The transformer block
Attention + MLP + residual + norm, repeated N times. What depth actually buys you.
Anatomy of a single block
A transformer block is a small, repeated unit. Modern decoder-only LLMs stack 30–80 of them. The block itself is short:
Two sub-blocks: attention then MLP. Each is wrapped in a residual connection (the dotted bypass) and a normalization step.
Read top to bottom:
- Normalize the input (LayerNorm or RMSNorm — modern models prefer RMSNorm for being slightly cheaper).
- Run multi-head attention — tokens look at each other (see attention.html).
- Add the attention output back to the original input. This is the residual connection.
- Normalize again.
- Run a small per-token feed-forward neural network (the MLP).
- Add again.
That's one block. Output goes into the next block. Sixty times.
What the MLP actually does
After attention has let tokens swap information, the MLP runs on each token independently — no token-to-token communication, just a small neural network applied identically at every position. Typical structure: project up to ~4× the embedding dimension, apply a non-linearity (GELU or SwiGLU), project back down.
Attention is the conversation phase: tokens compare notes, see what others know, pull in relevant context. The MLP is the thinking phase: each token, having heard from the others, retreats to its own corner and processes what it just learned. Then the next attention round happens, and the next thinking round, and so on for all N layers.
A common research finding: a lot of factual knowledge in LLMs lives in the MLP weights. Fine-tuning that targets specific factual updates often touches MLP layers more than attention. This isn't a hard rule — it's more like "the MLP has more raw parameter capacity than attention, so that's where most knowledge ends up packed."

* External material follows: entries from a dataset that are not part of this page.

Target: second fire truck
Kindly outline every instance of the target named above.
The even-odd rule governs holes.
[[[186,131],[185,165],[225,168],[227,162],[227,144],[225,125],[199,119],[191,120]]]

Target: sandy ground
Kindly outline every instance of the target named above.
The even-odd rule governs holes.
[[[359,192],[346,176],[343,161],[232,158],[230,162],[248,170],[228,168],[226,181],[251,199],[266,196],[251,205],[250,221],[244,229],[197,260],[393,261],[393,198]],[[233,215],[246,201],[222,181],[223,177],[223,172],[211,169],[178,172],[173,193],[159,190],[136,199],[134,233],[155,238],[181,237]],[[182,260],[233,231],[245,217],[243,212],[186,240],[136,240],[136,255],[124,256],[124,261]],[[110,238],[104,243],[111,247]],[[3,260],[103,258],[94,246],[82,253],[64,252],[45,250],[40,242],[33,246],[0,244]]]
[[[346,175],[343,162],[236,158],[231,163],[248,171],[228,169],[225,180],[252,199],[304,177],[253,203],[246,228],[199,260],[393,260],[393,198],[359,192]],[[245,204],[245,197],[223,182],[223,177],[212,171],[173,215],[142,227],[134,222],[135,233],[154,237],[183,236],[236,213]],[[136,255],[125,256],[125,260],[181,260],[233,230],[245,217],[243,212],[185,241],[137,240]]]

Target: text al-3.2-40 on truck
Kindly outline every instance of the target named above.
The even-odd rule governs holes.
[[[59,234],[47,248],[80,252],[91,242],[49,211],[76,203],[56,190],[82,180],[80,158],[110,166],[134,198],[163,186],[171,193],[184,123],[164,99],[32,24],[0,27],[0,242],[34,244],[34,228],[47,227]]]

The residual stream — the highway through the model
Notice the dotted lines bypassing both attention and MLP in the diagram. Those are residual connections. Their job is simple but profound: instead of replacing the token's vector at each block, attention and MLP add their contribution to it. The original information is always preserved.
The vector that flows up through every layer — gathering additions but never replacements — is the residual stream.
The residual stream is a shared whiteboard running floor-to-ceiling through every layer. Each layer reads what's already on the whiteboard, computes its own contribution, and writes it on top. Nothing is erased. By the top floor, the whiteboard is dense with annotations from every layer — each one's contribution still legible if you knew where to look.
Two important consequences:
- Gradients can flow backwards across many layers. Without residuals, training a 60-layer model would be a numerical nightmare; with them, gradients have a clear "shortcut" path through the residual highway.
- Each layer adds, doesn't overwrite. If a later layer's attention or MLP learns nothing useful, it can output near-zero and the residual stream just passes through unchanged. The model degrades gracefully when capacity is wasted.
What depth buys you — the layer slider
As a token's vector travels up through the layers, what gets added to it changes character. Empirically:
- Early layers tend to capture surface features — what part of speech this token is, what tokens are nearby, basic syntactic role.
- Middle layers tend to capture relational structure — who's the subject of which verb, what entity is this pronoun referring to.
- Late layers tend to capture task-relevant semantics — features useful for predicting the next token specifically.
The slider below illustrates this qualitative shift on a tiny example:
Why deeper isn't always better
More layers means more capacity — but capacity costs both compute (each forward pass scales linearly with depth) and parameters (each layer is millions to hundreds of millions of weights). Diminishing returns kick in: a 200-layer model is rarely twice as good as a 100-layer model, but it's twice as expensive and twice as slow.
Modern open-weight models tend to land in the 30-80 layer range for this reason. Width (embedding dimension and MLP expansion) and depth (number of blocks) are tuned together — there's no universal right answer, but for a given parameter budget, very deep + very narrow rarely wins.
Mixture-of-Experts (MoE). In standard transformers, every token goes through the same MLP at every layer. MoE replaces the single MLP with many MLPs ("experts") and a small "router" that picks one or two experts per token per layer. The total parameter count balloons (Mixtral 8×7B has ~47B parameters total) but per-token compute stays small (only ~2 experts active per token). The headline trade: more capacity at similar inference cost, but harder to train (load-balancing experts is fiddly) and harder to serve (memory still has to hold every expert).
Encoder-decoder (T5, BART, original transformer). Two stacks. The encoder reads the input bidirectionally — no causal mask, every token sees every other token — and produces a representation. The decoder generates the output one token at a time, attending to both itself (causally) and the encoder's output. Useful for translation/summarization where input and output are clearly separate. Most modern chat LLMs are decoder-only because it scales better and is simpler — but the encoder-decoder lineage isn't dead, especially for narrow tasks.